How it works¶
All of the dataframe libraries we cater to use arrow as internal data storage (at least, optionally). Apache Arrow is designed for columnar in-memory representation of tabular data (i.e., dataframes), but has much additional functionality such as interoperability with the parquet storage format.
While arrow itself and most dataframe-oriented libraries consider simple columns with types like “numer” and “text” - SQL-like - arrow can store nested records and variable-length lists while keeping compact storage in arrays of values. Since the values are in contiguous arrays, data processing can be done with high-performance vectorised operations.
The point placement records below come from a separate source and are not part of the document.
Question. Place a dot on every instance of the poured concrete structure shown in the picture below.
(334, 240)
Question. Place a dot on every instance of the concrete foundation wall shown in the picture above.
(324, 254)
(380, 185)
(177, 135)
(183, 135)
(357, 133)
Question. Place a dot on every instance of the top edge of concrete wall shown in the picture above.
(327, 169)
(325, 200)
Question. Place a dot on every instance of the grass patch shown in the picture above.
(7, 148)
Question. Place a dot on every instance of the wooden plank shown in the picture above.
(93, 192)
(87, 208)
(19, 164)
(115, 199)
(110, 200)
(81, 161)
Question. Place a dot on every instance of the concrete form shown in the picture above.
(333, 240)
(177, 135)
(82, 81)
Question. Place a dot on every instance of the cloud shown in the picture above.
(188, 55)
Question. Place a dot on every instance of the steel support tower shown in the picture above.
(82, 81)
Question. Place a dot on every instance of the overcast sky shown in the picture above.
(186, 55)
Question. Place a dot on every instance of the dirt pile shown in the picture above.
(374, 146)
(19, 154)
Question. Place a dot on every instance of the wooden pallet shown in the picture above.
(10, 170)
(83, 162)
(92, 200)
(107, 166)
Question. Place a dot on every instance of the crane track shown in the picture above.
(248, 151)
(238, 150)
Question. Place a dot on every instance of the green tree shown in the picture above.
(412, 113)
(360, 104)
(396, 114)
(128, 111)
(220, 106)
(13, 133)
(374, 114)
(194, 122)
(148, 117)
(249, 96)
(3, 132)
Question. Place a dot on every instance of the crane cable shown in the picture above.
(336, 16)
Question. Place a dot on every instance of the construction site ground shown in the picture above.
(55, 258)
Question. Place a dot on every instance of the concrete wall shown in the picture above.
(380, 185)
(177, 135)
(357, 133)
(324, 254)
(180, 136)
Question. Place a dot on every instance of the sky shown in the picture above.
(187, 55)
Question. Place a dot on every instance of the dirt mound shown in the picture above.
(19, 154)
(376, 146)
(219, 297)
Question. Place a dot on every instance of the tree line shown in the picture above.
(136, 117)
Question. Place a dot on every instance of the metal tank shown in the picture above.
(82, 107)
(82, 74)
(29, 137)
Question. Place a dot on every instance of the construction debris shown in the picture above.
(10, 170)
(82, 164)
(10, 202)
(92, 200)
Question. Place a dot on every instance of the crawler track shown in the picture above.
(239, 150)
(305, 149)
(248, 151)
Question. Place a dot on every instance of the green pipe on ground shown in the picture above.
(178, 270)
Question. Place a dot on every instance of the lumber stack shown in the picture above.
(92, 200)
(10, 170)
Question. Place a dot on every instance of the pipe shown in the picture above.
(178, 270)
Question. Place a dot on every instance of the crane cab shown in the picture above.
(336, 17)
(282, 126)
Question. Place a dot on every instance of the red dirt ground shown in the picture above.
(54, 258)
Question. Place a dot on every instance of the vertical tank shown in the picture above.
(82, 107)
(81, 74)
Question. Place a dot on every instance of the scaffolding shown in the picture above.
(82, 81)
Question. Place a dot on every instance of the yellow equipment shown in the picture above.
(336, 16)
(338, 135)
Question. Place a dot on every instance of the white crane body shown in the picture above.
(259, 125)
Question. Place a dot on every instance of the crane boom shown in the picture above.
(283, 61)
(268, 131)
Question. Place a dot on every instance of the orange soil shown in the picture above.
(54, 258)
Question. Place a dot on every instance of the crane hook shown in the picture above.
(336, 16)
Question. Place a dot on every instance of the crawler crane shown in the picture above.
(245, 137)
Awkward Array is a library for vectorised processing of data containing
nested and variable-length structures, with an API familiar to users
of numpy. It can interoperate with arrow in-memory data.
So the purpose of this library, is to bring the efficient processing of awkward to complex data types in dataframes. Since arrow is a common denominator for many analysis platforms, we are able to offer the same API and workflows across all of them.
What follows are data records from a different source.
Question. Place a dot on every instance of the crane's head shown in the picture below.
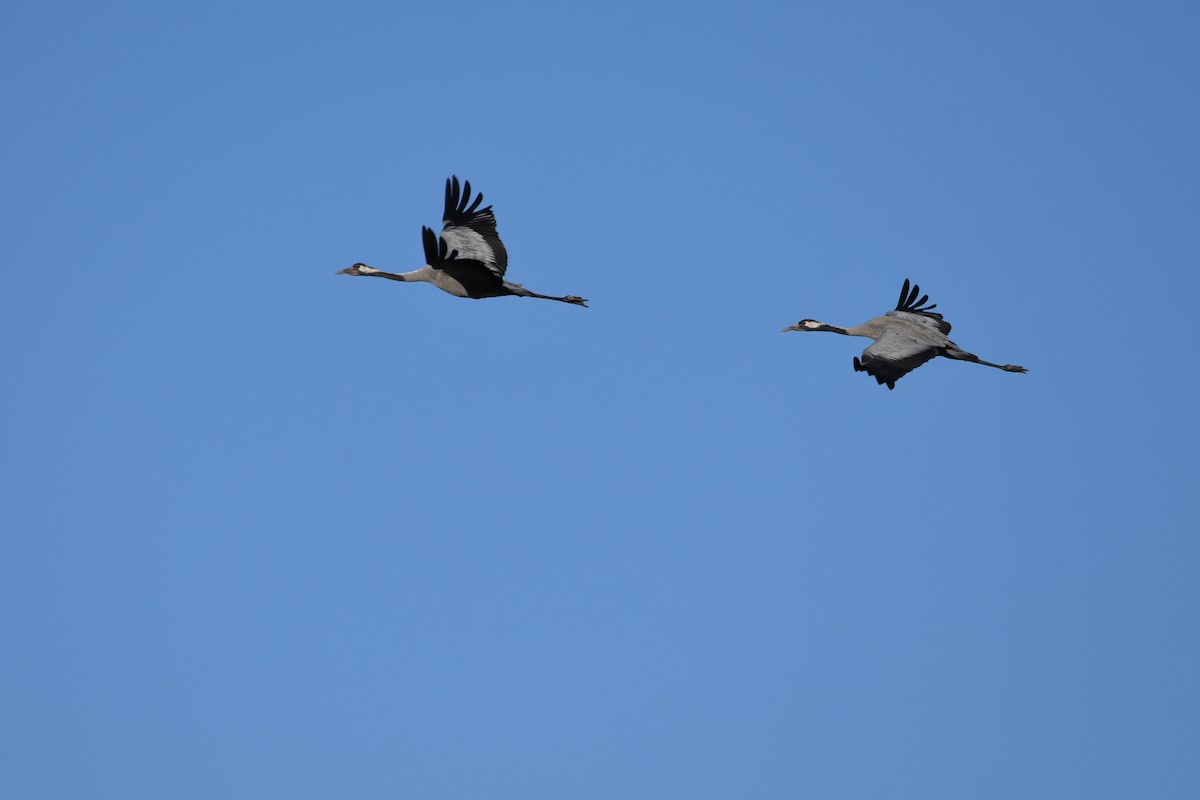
(357, 269)
(805, 325)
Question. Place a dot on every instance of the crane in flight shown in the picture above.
(905, 338)
(467, 259)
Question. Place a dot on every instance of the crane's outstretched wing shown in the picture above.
(471, 230)
(897, 353)
(909, 304)
(477, 278)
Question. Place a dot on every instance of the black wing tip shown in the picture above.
(880, 378)
(912, 301)
(459, 205)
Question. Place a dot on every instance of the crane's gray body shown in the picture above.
(467, 259)
(905, 338)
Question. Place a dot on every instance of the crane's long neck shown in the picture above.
(845, 331)
(424, 274)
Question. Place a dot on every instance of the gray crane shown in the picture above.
(468, 258)
(905, 338)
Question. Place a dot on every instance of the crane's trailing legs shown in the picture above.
(963, 355)
(521, 292)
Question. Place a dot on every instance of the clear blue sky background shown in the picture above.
(270, 533)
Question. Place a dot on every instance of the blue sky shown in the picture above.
(276, 533)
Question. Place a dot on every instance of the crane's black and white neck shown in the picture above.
(905, 338)
(467, 259)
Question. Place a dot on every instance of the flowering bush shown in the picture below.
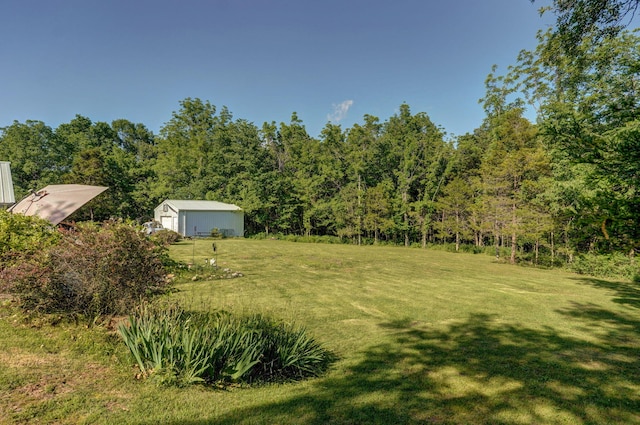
(92, 270)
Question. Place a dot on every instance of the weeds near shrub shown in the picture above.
(181, 348)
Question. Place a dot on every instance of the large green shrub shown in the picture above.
(616, 265)
(92, 270)
(22, 236)
(181, 347)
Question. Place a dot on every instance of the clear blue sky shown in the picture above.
(263, 59)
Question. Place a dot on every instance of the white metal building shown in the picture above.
(199, 218)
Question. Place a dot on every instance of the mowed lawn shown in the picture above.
(420, 336)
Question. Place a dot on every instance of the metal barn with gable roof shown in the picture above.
(199, 218)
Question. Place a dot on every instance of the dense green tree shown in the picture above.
(580, 19)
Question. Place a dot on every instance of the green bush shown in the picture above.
(22, 236)
(92, 270)
(615, 265)
(180, 347)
Where there is no accessor registration mechanism, akimbo uses
“patching” to attach the .ak accessor to the target dataframe
objects. This always happens by importing the specific submodule for
the given dataframe library, so others will not be imported/affected
by akimbo.
Lazy versus Eager¶
The dataframe implementations fall into two categories. The “eager” ones
create new dataframes on every operation as soon as the operation is
encountered. For example df["a"] + 1 for Pandas results in new values
being stored in memory immediately. For other libraries, each operation is instead
stored in a pipeline, and only executed when the user has reached the output
they want to see. For instance, pyspark would not even allow the above
syntax, and df.select(col("a") + 1) would not cause any work to be
done by itself. This second type, “lazy” dataframes, allow for more optimization,
since the whole workflow is known by the tie compute is requested.
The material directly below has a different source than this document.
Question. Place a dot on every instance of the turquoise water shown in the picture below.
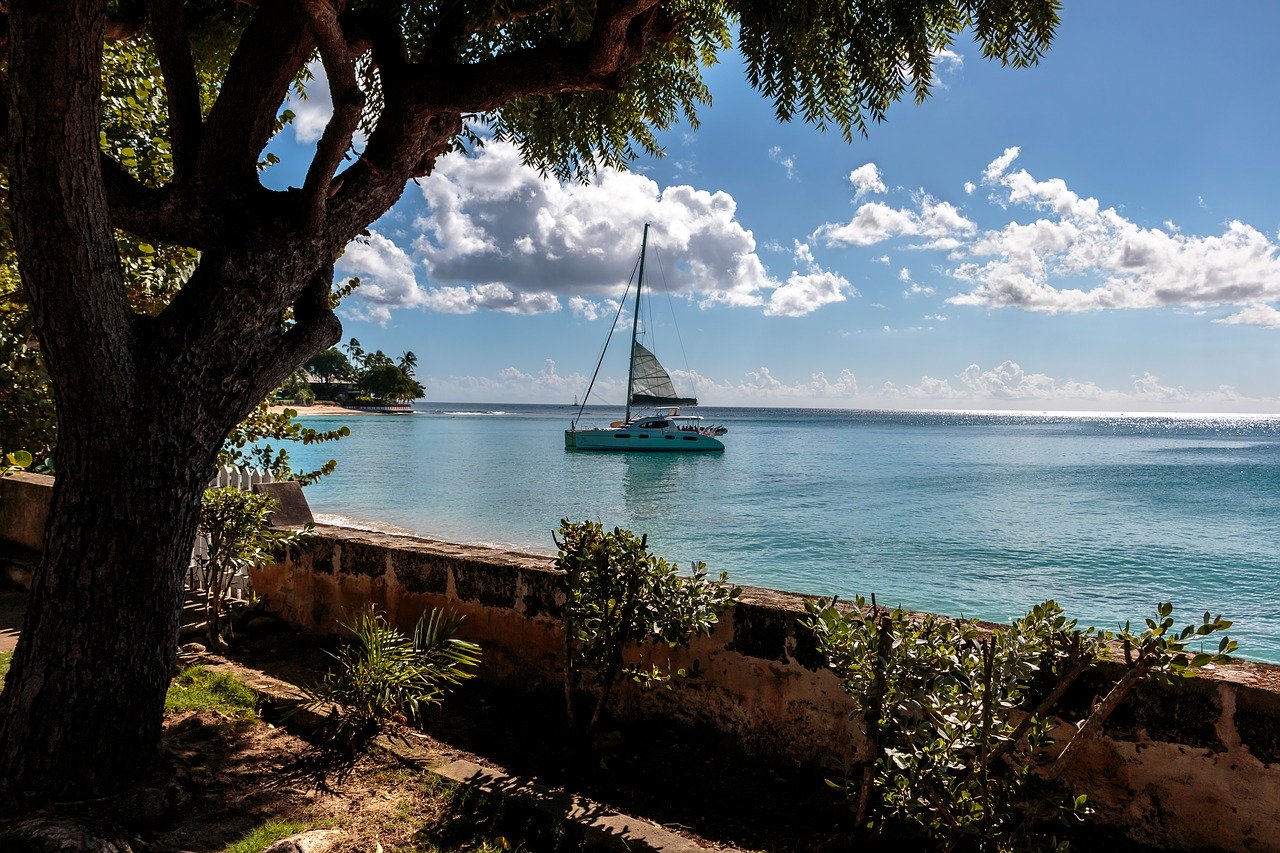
(963, 514)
From akimbo’s point of view, this means that for lazy dataframes, we need
to infer the data type that a given operation will produce before seeing any
of the data. This is possible _in_most_cases_, because the data types
are strongly constrained. However, if writing opaque functions (such as
with Numba), you may wish to catch the case where the input is empty,
and explicitly return data of the shape you expect to get with real data. In
all, this should allow the dataframe library to successfully perform
all the optimizations it can; but it’s always good practice to select only
the columns and data partitions you expect to need anyway.
Data Round-trips¶
Whilst the awkward structure of data is compatible with arrow’s, the metadata
is a little different and there are some edge cases. This means, that for every
ak operation, there is some overhead for converting to and from. That means,
that akimbo will always be a bit slower at performing tasks that your
dataframe library can already do, and this will be more noticeable for many
operations on small frames as opposed to few operations on big frames.
It might be beneficial in such cases to use .ak.apply with or
without Numba, and do many awkward operations in one go per round-trip.